Dave Newhouse has migrated from sports and other newspaper columns to books.
The beloved Oakland Tribune sports writer and columnist wrote his last column in 2011 but writes just as much these days.
In 2011, when legendary sports reporter and columnist Dave Newhouse left the Oakland Tribune after 47 years, he was ready for a new career. And the award-winning journalist, who also wrote for Sports Illustrated and hosted a sports talk show on KNBR, has been one busy guy writing books since he turned in that last column.
The last column was a classic. Newhouse talked about his love of words and infused the prose with some memorable lines, including, “This old-school newspaperman, misplaced in a world of texters, tweeters, and bloggers, is exiting before the gigabytes start to bite.”
Newhouse, 77, a longtime Oaklander, is a tall, engaging man with a self-effacing warmth and strong sense of optimism. He has an easy smile, yet behind the affable manner, he conveys a certain toughness cultivated, he said, to deal with sometimes enigmatic sports personalities.
“Some were great, and some were downright nasty, or putting the best face on it, difficult. To get good interviews, particularly with some of the iconic sports figures, you had to build trust. It took time,” he said over coffee in Montclair recently. “Being a journalist, you were always up against inherent skepticism, and so sometimes, it was like pulling teeth, as they say, to get them to talk to you.”
With the column’s demise, Newhouse, who by then had authored nine books, made it clear and that he was not retiring, only leaving his day job.
“People would always ask, ‘What are you going to do with yourself? How are you going to fill your time with no job to come to every day?’ And, more importantly, ‘How will you know who you are, what your identity is, without that daily column?’”
But he has embraced the new era. “It’s exciting,” he said of writing. “I sometimes get up at 5 in the morning, grab a muffin—no coffee—and go down stairs to my den, settle in at my desk, and before I know it, it’s 7 in the evening and I’m still in my pajamas.”
Newhouse was born in Menlo Park at the tail end of the Depression, the son of an abusive alcoholic father. He grew up wondering what he was gong to do with his life, though he had a vague fantasy of being a sportscaster someday. After graduating from Menlo-Atherton High School, he spent a couple of years at Santa Rosa Junior College, but in 1957 quit and joined the Air Force for a four-year stint. While stationed in Laon, France, a small, picturesque city northeast of Paris, Newhouse covered his first baseball game for the weekly base newspaper. He liked covering sports enough to major in journalism at San Jose State University.
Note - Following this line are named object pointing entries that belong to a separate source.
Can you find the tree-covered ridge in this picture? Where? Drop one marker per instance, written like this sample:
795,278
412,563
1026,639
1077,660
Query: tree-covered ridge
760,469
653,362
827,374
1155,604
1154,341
He married Patsy Lewis, a transplant from Ely, Nevada, in 1964, the same year he started at the Tribune. They had two sons, Casey and Chad, with tragedy striking in 2012 when Chad took his own life. The grieving was long and painful. Book writing became therapy for Newhouse.
That was when Newhouse began working on Founding 49ers: The Dark Days Before the Dynasty, one of the most comprehensive books ever written about the early days of a major football team before the team was a major football team. Chock-full of incredible details and facts, it is set in the post war era of the 1940s, when the team was a fledgling local club. At the center of the book is Louis G. Spadia, the son of Italian immigrants whose meteoric rise—beginning in 1946 from a series of menial jobs to general manager of the 49ers and then to club president and eventually on to part owner—reads like a Horatio Alger success story.
Spadia brought the club a long way and ultimately to National Football League acceptance after years of rejection and held the presidency until 1977 when he was demoted with the DeBartolos purchase of the franchise. At 91, Spadia implored Newhouse to write his memoir, but Newhouse demurred—until Spadia’s daughter Louise asked him to reconsider and wouldn’t accept anything but a yes.
“She sweet talked me,” Newhouse said.
Newhouse got in two interviews with Spadia before he died at 92 in 2013. The book took him 2½ years to complete and includes numerous interviews and hundreds of hours of research. At the same time, Newhouse was working on a biography of and with Lou Campanelli, the former controversial coach of the Cal basketball team. Both books came out 2015.
Newhouse is now hard at work on a book about a woman who adopts horses who would otherwise be euthanized and a biography of Edward “Slip” Madigan, the head coach of Saint Mary’s College who was suddenly fired in 1939.
Newhouse seems to have a soft spot for the rise and fall of noble spirits of the sports world. In many ways, his own story is similar to Spadia’s: By resolve, he developed a passion for what he ended up doing with his life and climbed that ladder to the pinnacle of his profession, which Newhouse said he hopes to continue his into his 90s.
Published online on Dec. 22, 2016 at 8:00 a.m.